"by the way, your program is excellent, works great on all timeframes, I really like cycling through timeframes from daily down to 3 minute to find the best looking setups. Its very straight forward.I have tried useing Advanced GET and some other Elliott tools/methods but to me they are more or less useless. Your method stands alone and I belive its your "Isolation" approach that makes it work so great, not to mention the risk management methods you recommend as doing everything as factors of 1 unit of risk. Great work."
Jerod, Private Trader
Correct Position Sizing is one of the most important parts of a successful trading strategy. Strangely, it is rarely included in the vast majority of trading software systems or even mentioned by trading gurus, so this material may be new to you!
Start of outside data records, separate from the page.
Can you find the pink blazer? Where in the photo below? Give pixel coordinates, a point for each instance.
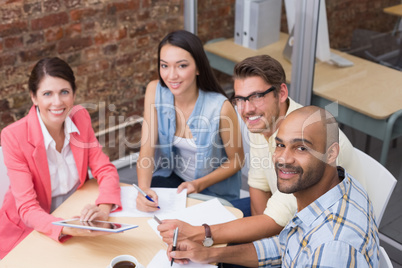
(27, 203)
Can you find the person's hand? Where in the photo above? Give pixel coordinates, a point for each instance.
(187, 250)
(82, 232)
(186, 231)
(143, 204)
(93, 212)
(191, 186)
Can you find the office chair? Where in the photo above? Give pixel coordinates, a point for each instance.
(380, 183)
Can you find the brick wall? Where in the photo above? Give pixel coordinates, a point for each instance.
(112, 45)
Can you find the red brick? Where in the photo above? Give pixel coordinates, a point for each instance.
(72, 3)
(51, 6)
(152, 27)
(13, 28)
(92, 53)
(110, 49)
(146, 3)
(7, 59)
(13, 42)
(34, 38)
(31, 8)
(106, 37)
(49, 21)
(37, 53)
(143, 15)
(80, 14)
(93, 67)
(143, 41)
(54, 34)
(10, 13)
(73, 30)
(74, 44)
(122, 6)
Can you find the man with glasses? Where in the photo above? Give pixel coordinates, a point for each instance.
(261, 99)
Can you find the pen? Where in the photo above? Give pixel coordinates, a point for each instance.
(176, 231)
(143, 193)
(157, 220)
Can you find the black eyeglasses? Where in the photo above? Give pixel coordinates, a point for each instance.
(256, 98)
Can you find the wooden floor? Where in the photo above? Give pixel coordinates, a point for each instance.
(391, 225)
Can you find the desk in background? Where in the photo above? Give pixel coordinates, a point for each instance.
(397, 11)
(369, 95)
(38, 250)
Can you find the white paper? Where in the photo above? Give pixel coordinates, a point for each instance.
(210, 212)
(161, 260)
(168, 199)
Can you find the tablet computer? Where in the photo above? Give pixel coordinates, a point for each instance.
(95, 225)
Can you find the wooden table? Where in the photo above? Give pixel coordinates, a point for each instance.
(369, 95)
(397, 11)
(38, 250)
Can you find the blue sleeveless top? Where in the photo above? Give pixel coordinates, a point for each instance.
(204, 125)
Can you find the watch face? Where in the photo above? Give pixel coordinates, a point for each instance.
(208, 242)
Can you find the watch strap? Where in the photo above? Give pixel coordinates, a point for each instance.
(207, 230)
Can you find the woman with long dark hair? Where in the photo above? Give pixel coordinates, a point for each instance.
(190, 136)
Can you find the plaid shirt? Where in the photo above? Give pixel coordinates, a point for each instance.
(336, 230)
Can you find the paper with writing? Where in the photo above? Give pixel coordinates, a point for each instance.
(168, 199)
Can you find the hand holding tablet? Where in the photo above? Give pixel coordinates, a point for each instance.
(95, 225)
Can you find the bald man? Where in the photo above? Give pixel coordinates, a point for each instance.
(334, 225)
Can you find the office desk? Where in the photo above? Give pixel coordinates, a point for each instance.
(369, 95)
(397, 11)
(38, 250)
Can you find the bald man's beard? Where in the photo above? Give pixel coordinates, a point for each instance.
(306, 177)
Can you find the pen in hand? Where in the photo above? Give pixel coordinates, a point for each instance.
(175, 234)
(143, 193)
(157, 220)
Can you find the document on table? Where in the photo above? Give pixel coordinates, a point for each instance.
(161, 260)
(210, 212)
(169, 201)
Position Sizing uses a chosen percentage risk on each of your trades, so sizes the position to take account of the difference in the trade entry and initial protective stop levels for different trades. Different trades have different trade entries and different stop levels - sometimes the entry is close to the initial stop level, sometimes it is further away. If you always traded in a set number of lots (forex), shares (stocks) or contracts (futures), your initial risks between these different set-ups would vary. If your initial risk varies from trade to trade, it is impossible to keep your losses small and constant. The only way to achieve this is by the use of correct Position Sizing.
You will have heard of the phrase “keep your losses small and your profits large to succeed in trading”, but what this fails to address is exactly how to achieve it when you have different initial risks on different set-ups and across different markets. More importantly, this is the only way to get your profits to relate directly to your losses. This is vital if you are to achieve profits which are large in relation to your small losses.